List Pana zawiera wystarczającą liczbę dowodów, że zawartość i „walory” podręcznika Mechanika analityczna znane są Panu w stopniu umiarkowanym. Dziwi także Pańskie przekonanie o zaistnieniu mobbingu, zwłaszcza w świetle końcowych wniosków komisji pod przewodnictwem prof. Masłyk−Musiał, cytuję: „Relacje między dr Jarzębowską, profesorem Arczewskim i dr. Marońskim nie dają się opisać w kategoriach mobbingu...”. Wnioski te podpisali przedstawiciele obu związków zawodowych.
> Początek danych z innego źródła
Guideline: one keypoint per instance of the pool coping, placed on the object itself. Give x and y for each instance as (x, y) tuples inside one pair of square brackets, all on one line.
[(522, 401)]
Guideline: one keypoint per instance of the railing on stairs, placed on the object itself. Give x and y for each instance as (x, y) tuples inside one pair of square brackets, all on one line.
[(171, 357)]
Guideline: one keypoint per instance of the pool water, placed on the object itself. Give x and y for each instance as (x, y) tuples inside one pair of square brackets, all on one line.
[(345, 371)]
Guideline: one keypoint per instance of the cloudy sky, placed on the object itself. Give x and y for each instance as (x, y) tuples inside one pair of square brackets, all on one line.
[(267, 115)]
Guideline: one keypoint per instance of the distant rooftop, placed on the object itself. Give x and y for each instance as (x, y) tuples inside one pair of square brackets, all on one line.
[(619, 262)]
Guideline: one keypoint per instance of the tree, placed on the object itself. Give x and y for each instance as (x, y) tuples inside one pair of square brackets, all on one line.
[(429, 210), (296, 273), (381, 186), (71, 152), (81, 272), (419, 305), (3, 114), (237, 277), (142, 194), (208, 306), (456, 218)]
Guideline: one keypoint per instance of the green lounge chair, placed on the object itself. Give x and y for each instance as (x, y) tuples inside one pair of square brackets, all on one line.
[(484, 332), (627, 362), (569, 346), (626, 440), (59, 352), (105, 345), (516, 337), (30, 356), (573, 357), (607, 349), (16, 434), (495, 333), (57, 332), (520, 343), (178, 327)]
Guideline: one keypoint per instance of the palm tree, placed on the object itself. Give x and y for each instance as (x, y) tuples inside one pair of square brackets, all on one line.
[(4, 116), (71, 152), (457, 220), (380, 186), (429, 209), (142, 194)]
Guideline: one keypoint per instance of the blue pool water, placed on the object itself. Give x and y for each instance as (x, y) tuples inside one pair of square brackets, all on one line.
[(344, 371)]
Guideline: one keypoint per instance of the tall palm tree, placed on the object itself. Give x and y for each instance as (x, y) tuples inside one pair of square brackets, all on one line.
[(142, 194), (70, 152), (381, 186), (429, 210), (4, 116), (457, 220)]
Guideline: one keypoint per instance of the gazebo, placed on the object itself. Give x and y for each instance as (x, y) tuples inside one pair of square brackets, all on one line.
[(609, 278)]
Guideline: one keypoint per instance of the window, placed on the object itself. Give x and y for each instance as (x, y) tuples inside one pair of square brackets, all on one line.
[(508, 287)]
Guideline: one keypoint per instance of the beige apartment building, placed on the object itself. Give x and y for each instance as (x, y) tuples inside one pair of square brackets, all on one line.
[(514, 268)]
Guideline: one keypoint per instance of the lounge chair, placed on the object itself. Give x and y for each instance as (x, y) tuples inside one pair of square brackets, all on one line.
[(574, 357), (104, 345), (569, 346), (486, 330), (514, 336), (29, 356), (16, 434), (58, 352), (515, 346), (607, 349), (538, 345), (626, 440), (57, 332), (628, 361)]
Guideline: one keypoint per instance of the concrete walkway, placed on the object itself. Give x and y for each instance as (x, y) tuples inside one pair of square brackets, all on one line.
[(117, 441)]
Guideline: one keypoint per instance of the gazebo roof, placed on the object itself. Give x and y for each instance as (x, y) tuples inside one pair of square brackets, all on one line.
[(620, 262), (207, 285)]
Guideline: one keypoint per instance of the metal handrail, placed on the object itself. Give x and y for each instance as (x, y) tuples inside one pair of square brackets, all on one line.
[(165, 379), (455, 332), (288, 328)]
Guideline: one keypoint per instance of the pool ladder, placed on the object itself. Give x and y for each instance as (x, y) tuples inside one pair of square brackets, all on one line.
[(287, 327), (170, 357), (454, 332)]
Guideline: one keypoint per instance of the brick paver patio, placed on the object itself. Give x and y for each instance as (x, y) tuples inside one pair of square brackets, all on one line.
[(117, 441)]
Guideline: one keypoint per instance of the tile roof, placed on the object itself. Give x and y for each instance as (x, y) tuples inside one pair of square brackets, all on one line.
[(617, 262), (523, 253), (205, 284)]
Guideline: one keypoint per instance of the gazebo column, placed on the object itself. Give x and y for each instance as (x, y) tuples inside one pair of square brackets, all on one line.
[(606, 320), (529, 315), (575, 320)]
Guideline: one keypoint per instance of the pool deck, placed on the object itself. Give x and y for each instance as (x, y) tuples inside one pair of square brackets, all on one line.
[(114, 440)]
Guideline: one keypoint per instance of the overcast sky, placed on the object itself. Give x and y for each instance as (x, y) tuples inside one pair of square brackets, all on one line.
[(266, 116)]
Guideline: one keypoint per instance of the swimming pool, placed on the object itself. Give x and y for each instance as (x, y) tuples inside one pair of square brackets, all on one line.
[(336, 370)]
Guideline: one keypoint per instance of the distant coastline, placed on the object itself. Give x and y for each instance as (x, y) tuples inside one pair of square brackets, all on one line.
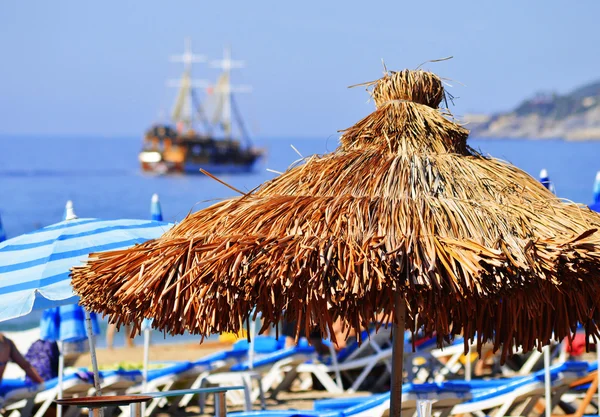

Panie Przewodniczący KZ NSZZ „Solidarność”, solidaryzował się Pan z naukową nieuczciwością oraz (tu użyję celowo eufemizmu) nieroztropnością. Sam dał Pan popis nieuczciwości. Z lekkością motyla i wdziękiem hipopotama oskarżył Pan mnie i dwóch innych ludzi o liczne podłości. Czy choć raz poprosił Pan o opinię oskarżanych? Nie! Człowiek honoru wiedziałby, co dalej robić. Ciekawe, co zrobi Pan?

Z ograniczonym szacunkiem

prof. dr hab. Krzysztof Arczewski,dyrektor Instytutu Techniki Lotniczeji Mechaniki Stosowanej Politechniki Warszawskiej.

Lista użytych skrótów [G] = R. Gutowski, Mechanika analityczna, PWN, Warszawa, 1971. [G&F] = I.M. Gelefand, S.W. Fomin, Rachunek wariacyjny, PWN, Warszawa, 1979. [K&L] = T.R. Kane, D.A. Levinson, Dynamics: Theory and Applications, McGraw−Hill, N. York, 1985. [L] = C. Lanczos, The Variational Principles of Mechanics, Univ. of Toronto Press, Toronto, 1962. [N] = P.E. Nikravesh, Computer−Aided Analysis of Mechanical Systems, Prentice−Hall, 1988. [T&R] = B. Tabarrok, F.P.J. Rimrott, Variational Methods and Complementary Formulations in Dynamics, Kluwer Academic Publishers, Dordrecht, 1994.